According to the more advanced method it runs from the dipper down through filtering bags, is then pumped into a huge vacuum pan, a utensil like a kettle-drum turned topsy-turvy, a kettle-drum that is large enough to hold six tons of sugar. Then it is reheated, and then put into open round boxes called centrifugals, the sides of which are made of metal pierced like gauze. These are whisked round and round by steam-power at an enormous rate, and the molasses flies out through the gauze, leaving the sugar dry and nearly white. It is then fit to go into the hogshead, and fit also to be shipped away.
But in the simpler process, the molasses drains from the sugar in the hogshead. To facilitate this, as the sugar is put into the cask, reeds are stuck through it, which communicate with holes at the bottom, so that there may be channels through which the molasses may run. The hogsheads stand upon beams lying a foot apart from each other, and below is a dark abyss into which the molasses falls.

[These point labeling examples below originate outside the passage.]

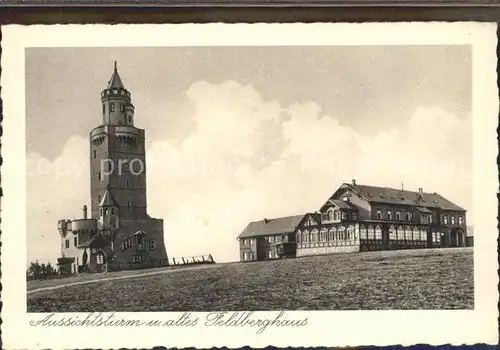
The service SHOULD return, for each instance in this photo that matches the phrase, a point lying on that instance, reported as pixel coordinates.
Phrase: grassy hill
(407, 279)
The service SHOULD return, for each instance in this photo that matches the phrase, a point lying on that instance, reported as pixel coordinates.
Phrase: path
(104, 279)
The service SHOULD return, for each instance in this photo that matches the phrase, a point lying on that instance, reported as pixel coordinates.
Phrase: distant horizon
(228, 139)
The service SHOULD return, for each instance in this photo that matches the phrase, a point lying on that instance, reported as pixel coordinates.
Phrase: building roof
(115, 82)
(341, 204)
(269, 227)
(133, 227)
(388, 195)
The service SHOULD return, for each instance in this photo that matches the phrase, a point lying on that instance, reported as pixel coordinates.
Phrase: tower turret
(118, 156)
(117, 108)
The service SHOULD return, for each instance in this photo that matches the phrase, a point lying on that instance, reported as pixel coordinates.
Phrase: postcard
(210, 185)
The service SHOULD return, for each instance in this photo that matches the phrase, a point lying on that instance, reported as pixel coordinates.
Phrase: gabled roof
(115, 82)
(96, 241)
(340, 204)
(268, 227)
(388, 195)
(107, 199)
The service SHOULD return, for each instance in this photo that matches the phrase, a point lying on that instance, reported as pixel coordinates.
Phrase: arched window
(423, 234)
(408, 233)
(371, 232)
(392, 233)
(341, 232)
(363, 232)
(314, 235)
(322, 235)
(350, 232)
(305, 236)
(331, 234)
(401, 232)
(416, 234)
(330, 214)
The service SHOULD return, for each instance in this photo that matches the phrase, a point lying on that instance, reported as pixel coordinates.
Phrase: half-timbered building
(365, 218)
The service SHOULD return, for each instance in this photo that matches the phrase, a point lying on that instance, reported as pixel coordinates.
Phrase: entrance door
(453, 239)
(101, 261)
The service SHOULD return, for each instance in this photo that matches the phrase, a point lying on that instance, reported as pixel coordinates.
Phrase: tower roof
(115, 82)
(107, 199)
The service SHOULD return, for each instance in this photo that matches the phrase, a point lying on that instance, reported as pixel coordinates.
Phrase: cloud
(249, 158)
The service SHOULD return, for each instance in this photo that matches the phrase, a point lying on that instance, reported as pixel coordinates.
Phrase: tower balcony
(98, 135)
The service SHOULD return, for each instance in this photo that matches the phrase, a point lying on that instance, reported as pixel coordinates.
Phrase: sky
(237, 134)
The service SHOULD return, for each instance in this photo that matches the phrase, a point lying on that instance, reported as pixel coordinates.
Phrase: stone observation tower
(119, 234)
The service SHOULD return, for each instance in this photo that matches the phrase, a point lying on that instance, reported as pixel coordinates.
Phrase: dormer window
(337, 215)
(330, 215)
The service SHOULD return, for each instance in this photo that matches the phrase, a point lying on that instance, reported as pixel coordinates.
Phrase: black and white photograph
(242, 179)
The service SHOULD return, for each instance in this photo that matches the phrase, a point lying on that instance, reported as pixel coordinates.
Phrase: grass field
(410, 279)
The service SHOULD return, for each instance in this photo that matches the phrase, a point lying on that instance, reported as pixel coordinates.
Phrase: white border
(324, 328)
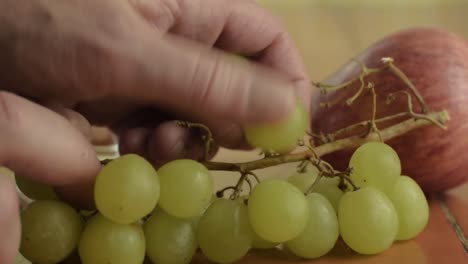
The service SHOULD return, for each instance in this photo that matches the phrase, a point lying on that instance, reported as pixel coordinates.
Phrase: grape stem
(346, 143)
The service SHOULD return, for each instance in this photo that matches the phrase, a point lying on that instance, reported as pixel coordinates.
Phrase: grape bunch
(166, 215)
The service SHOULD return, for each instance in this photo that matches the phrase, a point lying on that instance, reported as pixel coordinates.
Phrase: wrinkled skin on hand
(135, 66)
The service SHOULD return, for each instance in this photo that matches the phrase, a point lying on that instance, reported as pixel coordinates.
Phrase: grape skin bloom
(50, 231)
(321, 232)
(127, 189)
(186, 188)
(224, 233)
(169, 240)
(278, 211)
(368, 221)
(104, 241)
(375, 164)
(411, 206)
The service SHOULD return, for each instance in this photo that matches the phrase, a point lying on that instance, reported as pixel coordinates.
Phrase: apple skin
(436, 62)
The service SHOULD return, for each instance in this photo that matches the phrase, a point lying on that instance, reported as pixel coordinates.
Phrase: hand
(134, 65)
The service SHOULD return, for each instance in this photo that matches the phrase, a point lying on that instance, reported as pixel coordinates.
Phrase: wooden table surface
(330, 32)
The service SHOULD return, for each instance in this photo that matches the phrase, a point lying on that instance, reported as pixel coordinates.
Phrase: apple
(436, 62)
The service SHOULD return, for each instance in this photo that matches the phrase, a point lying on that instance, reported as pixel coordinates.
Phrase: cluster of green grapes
(168, 214)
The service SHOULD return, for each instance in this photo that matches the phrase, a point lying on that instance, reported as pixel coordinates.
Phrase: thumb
(42, 145)
(193, 79)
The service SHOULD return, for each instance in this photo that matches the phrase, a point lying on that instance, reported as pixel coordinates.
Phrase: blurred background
(329, 33)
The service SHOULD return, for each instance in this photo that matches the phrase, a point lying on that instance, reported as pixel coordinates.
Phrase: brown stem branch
(346, 143)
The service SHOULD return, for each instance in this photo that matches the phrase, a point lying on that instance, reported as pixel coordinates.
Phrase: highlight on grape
(168, 214)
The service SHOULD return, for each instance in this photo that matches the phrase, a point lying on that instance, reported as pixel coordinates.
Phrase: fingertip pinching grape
(165, 215)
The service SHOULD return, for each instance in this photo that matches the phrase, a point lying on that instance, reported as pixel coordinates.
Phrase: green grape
(169, 240)
(35, 190)
(375, 164)
(224, 233)
(278, 211)
(104, 241)
(50, 231)
(281, 136)
(411, 206)
(329, 188)
(186, 188)
(321, 231)
(127, 189)
(303, 180)
(261, 243)
(368, 220)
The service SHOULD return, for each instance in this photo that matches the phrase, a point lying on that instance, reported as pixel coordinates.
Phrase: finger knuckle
(221, 84)
(8, 114)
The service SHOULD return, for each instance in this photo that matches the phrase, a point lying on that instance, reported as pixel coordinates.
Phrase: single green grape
(321, 231)
(375, 164)
(329, 188)
(368, 220)
(104, 241)
(35, 190)
(281, 136)
(169, 240)
(303, 180)
(127, 189)
(278, 211)
(260, 243)
(186, 188)
(50, 231)
(224, 233)
(411, 206)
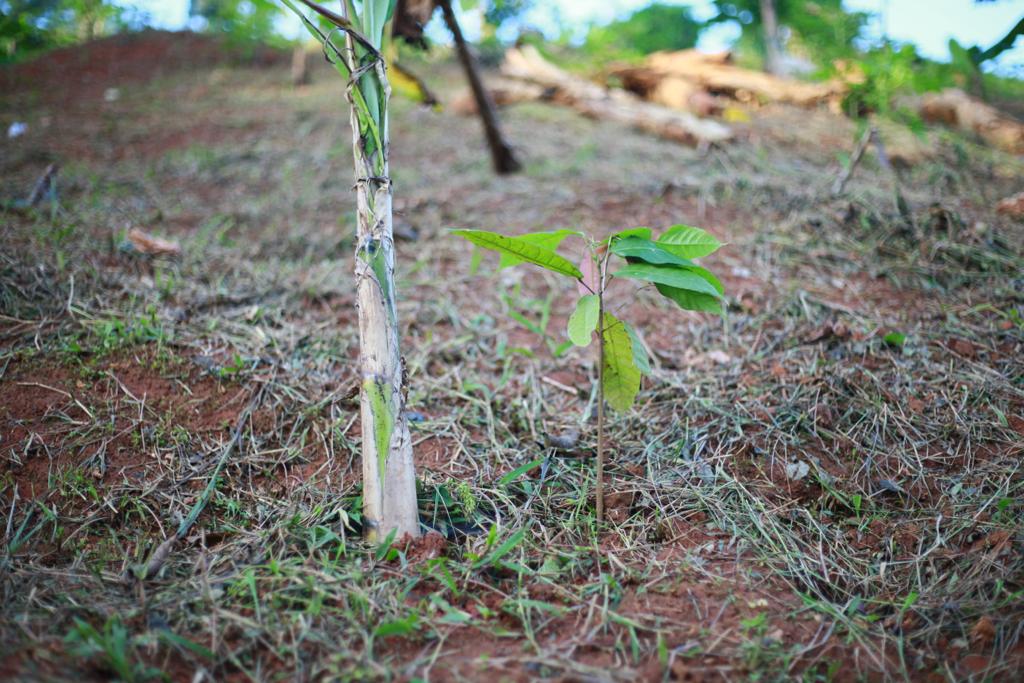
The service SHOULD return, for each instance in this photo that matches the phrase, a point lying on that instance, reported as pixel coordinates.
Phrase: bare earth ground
(796, 495)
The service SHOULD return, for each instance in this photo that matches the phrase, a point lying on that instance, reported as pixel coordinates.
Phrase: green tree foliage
(657, 27)
(820, 30)
(28, 27)
(241, 20)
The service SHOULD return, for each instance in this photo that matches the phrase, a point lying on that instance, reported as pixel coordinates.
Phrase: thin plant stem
(599, 485)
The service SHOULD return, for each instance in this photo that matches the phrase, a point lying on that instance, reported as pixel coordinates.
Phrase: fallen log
(956, 109)
(674, 78)
(595, 101)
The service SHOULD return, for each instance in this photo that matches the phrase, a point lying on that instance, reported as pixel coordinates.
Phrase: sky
(927, 24)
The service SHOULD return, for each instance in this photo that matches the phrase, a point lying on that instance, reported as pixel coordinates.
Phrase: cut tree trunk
(388, 472)
(598, 102)
(502, 156)
(664, 74)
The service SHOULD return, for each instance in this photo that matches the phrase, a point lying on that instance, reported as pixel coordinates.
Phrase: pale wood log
(714, 74)
(596, 101)
(954, 108)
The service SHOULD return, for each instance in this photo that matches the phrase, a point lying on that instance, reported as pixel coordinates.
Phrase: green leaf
(583, 322)
(380, 407)
(645, 250)
(691, 300)
(547, 240)
(688, 242)
(640, 358)
(523, 250)
(709, 276)
(622, 377)
(683, 279)
(895, 339)
(519, 471)
(398, 627)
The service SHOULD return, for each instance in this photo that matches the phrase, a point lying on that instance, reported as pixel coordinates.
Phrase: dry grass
(125, 381)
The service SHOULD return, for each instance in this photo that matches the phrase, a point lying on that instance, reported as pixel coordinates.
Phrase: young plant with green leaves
(666, 261)
(388, 474)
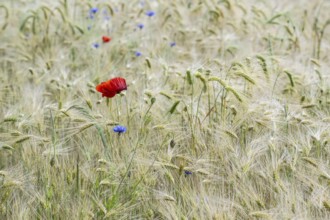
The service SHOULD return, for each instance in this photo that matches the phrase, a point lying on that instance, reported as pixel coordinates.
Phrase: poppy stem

I never could divest myself of the idea that the negro children occasionally fall through also, and are then smothered and so distilled into rum.
There are various other processes, intermediate between the highly-civilized vacuum pan and the simple cooling, with which I will not trouble my reader. Nor will I go into the further mystery of rum-making. That the rum is made from the molasses every one knows; and from the negro children, as I suspect.
The process of sugar-making is very rapid if the appliances be good. A planter in Demerara assured me that he had cut his canes in the morning, and had the sugar in Georgetown in the afternoon. Fudge! however, was the remark made by another planter to whom I repeated this. Whether it was fudge or not I do not know; but it was clearly possible that such should be the case. The manufacture is one which does not require any delay.
In Demerara an acre of canes will on an average give over a ton and a half of sugar. But an acre of cane ground will not give a crop once in twelve months. Two crops in three years may perhaps be the average. So much for the manufacture of sugar. I hope my account may not be criticised by those who are learned in the art, as it is only intended for those who are utterly unlearned.
But if looking over sugar-works be at last fatiguing, what shall I say to that labour of "going aback," which Guiana planters exact from their visitors. Going aback in Guiana means walking from the house and manufactory back to the fields where the canes grow. I have described the shape of a Demerara estate. The house generally stands not far from the water frontage, so that the main growth of the sugar is behind. This going aback generally takes place before breakfast. But the breakfast is taken at eleven; and a Demerara sun is in all its glory for three hours before that. Remember, also, that there are no trees in these fields, no grass, no wild flowers, no meandering paths. Everything is straight, and open, and ugly; and everything has a tendency to sugar, and no other tendency whatever, unless it be to rum. Sugar-canes is the only growth. So that a walk aback, except to a very close inquirer, is not delightful. It must however be confessed that the subsequent breakfast makes up for a deal of misery. There is no such breakfast going as that of a Guiana planter. Talk of Scotland! Pooh! But one has to think of that doctor's dictum—"The prevalent disease, sir? Brandy!" It seems, however, to me to show itself more generally in the shape of champagne.
There is one other peculiar characteristic of landed property in this colony which I must mention. All the carriage is by water, not only from the works to the town, but from the fields to the works, and even from field to field. The whole country is intersected by drains, which are necessary to carry off the surface waters; there is no natural fall of water, or next to none, and but for its drains and sluices the land would be flooded in wet weather. Parallel to these drains are canals; there being, as nearly as I could learn, one canal between each two drains. These different dykes are to a stranger similar in appearance, but their uses are always kept distinct.
Nor do these canals run only between wide fields, or at a considerable distance from each other. They pierce every portion of land, so that the canes when cut have never to be carried above a few yards. The expense of keeping them in order is very great, but the labour of making them must have been immense. It was done by the Dutch. One may almost question whether any other race would have had the patience necessary for such a work.
I was told on one estate that there were no less than sixty-three miles of these cuttings to be kept in order. But the gentleman who told me was he to whom the other gentleman alluded, when he used our old friend, Mr. Burchell's exclamation. There can be no doubt but that these Guiana planters know each other.
On the whole, I must express my conviction that this is a fine colony, and will become of very great importance.